We add another flag called -st, --single-turn. If is set, we just exit after the first message.

So go back the my example above:

llama-cli -sys "You are Bob" -p "who are you?"
> who are you?
I am Bob
> ... (I can still ask more questions here)

and with --single-turn

llama-cli -sys "You are Bob" -p "who are you?" --single-turn
> who are you?
I am Bob
(exit with code 0)

CISC · 2025-03-02T17:55:59Z

I see, so your objection is the explicit_chat_template check I added? I too would prefer it just to be enabled by default, but since that would break old behavior (and remove the ability to send a fully formatted prompt) I added the check.

Would the better solution be to warn users about the new behavior when automatically using chat template, and maybe add a raw prompt option?

CISC · 2025-03-02T18:53:18Z

* We add another flag called `-st, --single-turn`. If is set, we just exit after the first message.

If I understand you correctly this would obsolete -no/-cnv params, -st would behave like -no-cnv if -p was set, and a single turn in conversation mode if not. Another PR? :)

ngxson · 2025-03-02T19:00:26Z

No, nothing is obsolete.

-no-cnv == don't use chat template at all
--single-turn == conversation mode (-cnv) with single turn

The -no-cnv mode never has support for chat template

CISC · 2025-03-02T19:18:06Z

The -no-cnv mode never has support for chat template

Yeah, I know, but what's the reason for keeping it like that?

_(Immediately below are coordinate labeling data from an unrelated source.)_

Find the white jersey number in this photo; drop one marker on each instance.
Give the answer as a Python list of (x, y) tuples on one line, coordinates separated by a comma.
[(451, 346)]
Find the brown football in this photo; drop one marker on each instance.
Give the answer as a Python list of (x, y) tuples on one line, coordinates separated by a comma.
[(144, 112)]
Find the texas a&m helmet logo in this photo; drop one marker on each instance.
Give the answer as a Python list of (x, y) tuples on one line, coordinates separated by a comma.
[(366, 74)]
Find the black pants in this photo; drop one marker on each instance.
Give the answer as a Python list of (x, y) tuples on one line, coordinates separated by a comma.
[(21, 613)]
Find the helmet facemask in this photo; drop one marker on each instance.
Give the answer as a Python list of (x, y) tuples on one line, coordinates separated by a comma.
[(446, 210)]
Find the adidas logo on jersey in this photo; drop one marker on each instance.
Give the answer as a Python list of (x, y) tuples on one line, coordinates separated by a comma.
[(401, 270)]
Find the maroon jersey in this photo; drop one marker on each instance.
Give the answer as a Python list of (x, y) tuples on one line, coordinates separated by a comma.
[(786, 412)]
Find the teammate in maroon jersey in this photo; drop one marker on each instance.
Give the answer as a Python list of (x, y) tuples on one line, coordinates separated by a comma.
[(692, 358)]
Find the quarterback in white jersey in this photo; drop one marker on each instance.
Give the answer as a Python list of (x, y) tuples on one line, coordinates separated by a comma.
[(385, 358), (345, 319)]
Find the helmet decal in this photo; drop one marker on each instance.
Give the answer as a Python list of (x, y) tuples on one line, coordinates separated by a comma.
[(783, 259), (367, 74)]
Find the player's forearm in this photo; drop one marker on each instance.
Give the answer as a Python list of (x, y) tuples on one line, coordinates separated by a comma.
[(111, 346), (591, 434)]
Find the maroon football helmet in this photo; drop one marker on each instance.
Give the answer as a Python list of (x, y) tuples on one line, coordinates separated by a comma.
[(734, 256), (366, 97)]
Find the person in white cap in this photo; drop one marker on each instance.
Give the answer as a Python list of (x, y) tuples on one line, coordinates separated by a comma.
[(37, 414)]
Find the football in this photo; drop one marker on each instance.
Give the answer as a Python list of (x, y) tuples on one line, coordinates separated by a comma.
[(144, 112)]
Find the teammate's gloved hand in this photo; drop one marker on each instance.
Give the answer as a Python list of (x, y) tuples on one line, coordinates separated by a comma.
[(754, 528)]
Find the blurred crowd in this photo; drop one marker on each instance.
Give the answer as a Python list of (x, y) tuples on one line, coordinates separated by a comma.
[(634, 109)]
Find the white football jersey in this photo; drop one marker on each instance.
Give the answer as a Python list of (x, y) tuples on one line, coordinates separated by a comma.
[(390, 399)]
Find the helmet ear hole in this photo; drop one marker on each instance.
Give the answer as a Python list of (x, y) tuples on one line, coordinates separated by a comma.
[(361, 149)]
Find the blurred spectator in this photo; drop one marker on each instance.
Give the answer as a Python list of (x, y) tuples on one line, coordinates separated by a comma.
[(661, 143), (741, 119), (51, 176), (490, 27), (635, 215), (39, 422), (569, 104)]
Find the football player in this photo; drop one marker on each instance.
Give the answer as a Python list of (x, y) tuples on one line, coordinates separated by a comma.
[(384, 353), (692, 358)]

Conversation mode in itself never meant it was using a chat template, this is fairly recent. Even defaulting to conversation mode is new. To me it makes sense to (soft) deprecate -no/-cnv if you introduce --single-turn.

ngxson · 2025-03-03T09:28:12Z

Yeah, I know, but what's the reason for keeping it like that?

For the technical reason:

The -no-cnv and -cnv currently shares the same system under the hood. This is because historically, there was no -cnv mode, it was added with initial support for chatml template only. The support for other templates is added after that.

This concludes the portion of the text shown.